In 1991, she joined Ballet de Monterrey, ran by Ann Marie DeAngelo, where she worked with former American Ballet Theatre principal dancer Cynthia Gregory, followed by two years in Belgium as a principal dancer with the Royal Ballet of Flanders. In 1995, Feijóo moved to the United States to join the Los Angeles Ballet, but never performed with the company as it went bankrupt and disbanded. DeAngelo, who had become the associate artistic director of the Chicago-based Joffrey Ballet, recruited Feijóo. She remained in the company for four years, and left when she found herself "repeating the same repertory."

In 1999, she was hired by the San Francisco Ballet. She was initially offered a soloist contract but Helgi Tomasson, the artistic director of the company, allowed her to join as a principal dancer after Evelyn Cisneros and Sabina Allemann both retired the same year. She made her company debut in Nervi, Italy, when the company was on tour. The following year, she made her debut as the title role in Giselle, her favourite role, and was coached by Natalia Makarova for the Kingdom of Shades scene in La Bayadère. In 2002, she learned Balanchine's Ballo della Regina from former New York City Ballet principal dancer Merrill Ashley. She also considers dancing Kitri in Don Quixote a highlight of her career. Choreographers she had worked with include Val Caniparoli, Yuri Possokhov and Liam Scarlett, including in Possokhov's Swimmer.

Outside of the San Francisco Ballet, Feijóo had performed with the Bolshoi Ballet, American Ballet Theatre and Cuban Classical Ballet of Miami. In 2004, Lorena and Lorna Feijóo performed together for the first time, in a one-night-only Boston Ballet performance of Swan Lake, with Lorna as Odette and Lorena as Odile, roles usually performed by the same dancer. Lorna's husband, Nelson Madrigal, partnered both of them. In 2005, Lorena acted for the first time in Andy García's film The Lost City as a Cuban nightclub dancer, with the dance sequence choreographed by herself with her mother's assistance. In 2008, the Feijóo sisters appeared on Sesame Street, performing Caniparoli's Lambarena. In 2011, the sisters and José Manuel Carreño performed a rendition of Swan Lake on Dancing with the Stars.

In 2017, her final year in the San Francisco Ballet, Feijóo was also tasked with coaching other dancers.

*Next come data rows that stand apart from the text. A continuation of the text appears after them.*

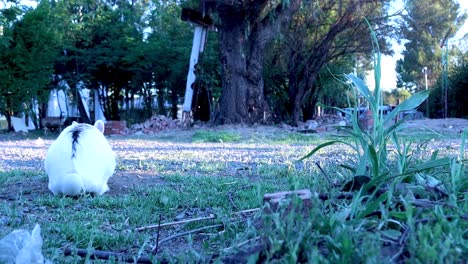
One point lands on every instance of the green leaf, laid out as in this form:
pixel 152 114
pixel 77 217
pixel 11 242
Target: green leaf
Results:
pixel 319 147
pixel 374 160
pixel 362 88
pixel 409 104
pixel 373 206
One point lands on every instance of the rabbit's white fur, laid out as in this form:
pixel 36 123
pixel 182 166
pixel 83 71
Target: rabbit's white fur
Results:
pixel 80 160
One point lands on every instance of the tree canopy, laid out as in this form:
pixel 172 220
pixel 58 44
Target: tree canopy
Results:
pixel 264 61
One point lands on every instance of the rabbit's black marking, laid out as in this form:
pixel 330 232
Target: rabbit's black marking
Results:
pixel 76 132
pixel 80 160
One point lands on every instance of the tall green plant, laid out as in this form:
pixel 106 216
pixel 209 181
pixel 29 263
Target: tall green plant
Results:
pixel 370 145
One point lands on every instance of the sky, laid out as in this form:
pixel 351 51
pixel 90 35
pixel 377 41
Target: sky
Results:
pixel 388 78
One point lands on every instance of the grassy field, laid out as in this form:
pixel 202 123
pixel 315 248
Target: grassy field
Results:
pixel 185 197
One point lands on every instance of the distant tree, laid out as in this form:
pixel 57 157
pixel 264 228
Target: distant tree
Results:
pixel 324 34
pixel 457 90
pixel 424 26
pixel 27 59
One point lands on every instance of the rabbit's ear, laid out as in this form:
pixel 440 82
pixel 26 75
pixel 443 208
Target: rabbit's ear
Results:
pixel 99 125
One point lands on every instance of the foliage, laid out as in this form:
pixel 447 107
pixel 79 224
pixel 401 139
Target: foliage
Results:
pixel 324 37
pixel 415 223
pixel 457 91
pixel 424 27
pixel 382 194
pixel 26 61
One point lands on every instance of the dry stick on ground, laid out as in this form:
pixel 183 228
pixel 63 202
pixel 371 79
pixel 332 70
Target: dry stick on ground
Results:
pixel 324 173
pixel 242 243
pixel 157 236
pixel 194 231
pixel 106 255
pixel 211 216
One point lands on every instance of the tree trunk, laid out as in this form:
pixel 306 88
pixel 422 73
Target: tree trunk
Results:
pixel 243 34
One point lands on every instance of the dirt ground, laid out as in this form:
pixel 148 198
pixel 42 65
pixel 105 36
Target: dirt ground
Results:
pixel 144 160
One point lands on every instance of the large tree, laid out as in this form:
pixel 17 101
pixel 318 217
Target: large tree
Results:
pixel 245 27
pixel 328 32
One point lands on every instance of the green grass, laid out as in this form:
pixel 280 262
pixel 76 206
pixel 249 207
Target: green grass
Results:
pixel 367 228
pixel 215 136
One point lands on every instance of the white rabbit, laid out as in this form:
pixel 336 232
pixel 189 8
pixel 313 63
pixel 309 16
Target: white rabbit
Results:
pixel 80 160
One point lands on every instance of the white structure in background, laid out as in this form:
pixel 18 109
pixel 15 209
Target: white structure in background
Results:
pixel 98 113
pixel 58 105
pixel 19 124
pixel 199 38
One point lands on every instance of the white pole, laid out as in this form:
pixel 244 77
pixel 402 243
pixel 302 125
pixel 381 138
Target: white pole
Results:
pixel 197 44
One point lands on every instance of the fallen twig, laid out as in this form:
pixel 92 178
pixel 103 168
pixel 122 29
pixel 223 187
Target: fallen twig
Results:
pixel 157 236
pixel 186 233
pixel 211 216
pixel 242 243
pixel 106 255
pixel 243 212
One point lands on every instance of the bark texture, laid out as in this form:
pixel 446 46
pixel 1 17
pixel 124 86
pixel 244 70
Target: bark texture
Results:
pixel 245 28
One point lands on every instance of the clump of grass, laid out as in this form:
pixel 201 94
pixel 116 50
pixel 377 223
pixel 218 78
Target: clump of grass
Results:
pixel 389 217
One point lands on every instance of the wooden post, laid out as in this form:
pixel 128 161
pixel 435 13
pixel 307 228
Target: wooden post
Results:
pixel 202 23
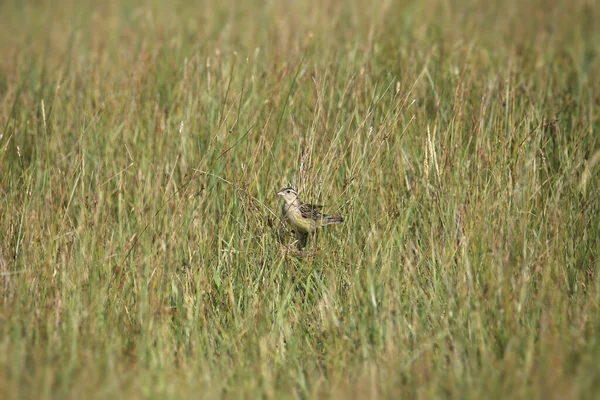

She left the company after a mixed-bill program in April 2017. She then gave her farewell performances as a ballet dancer in June, with Cuban Classical Ballet of Miami, in Pas de Quatre. Later that year, she performed in two San Francisco Opera productions, in Verdi's La traviata and the world premiere of Adams' Girls of the Golden West as Lola Montez. After she stopped performing, she became an associated artistic director of the Texas-based Bay Area Houston Ballet & Theatre.

==Personal life==
Feijóo was married to fellow principal dancer Vitor Luiz for seven years before they divorced. Their daughter was born in 2012.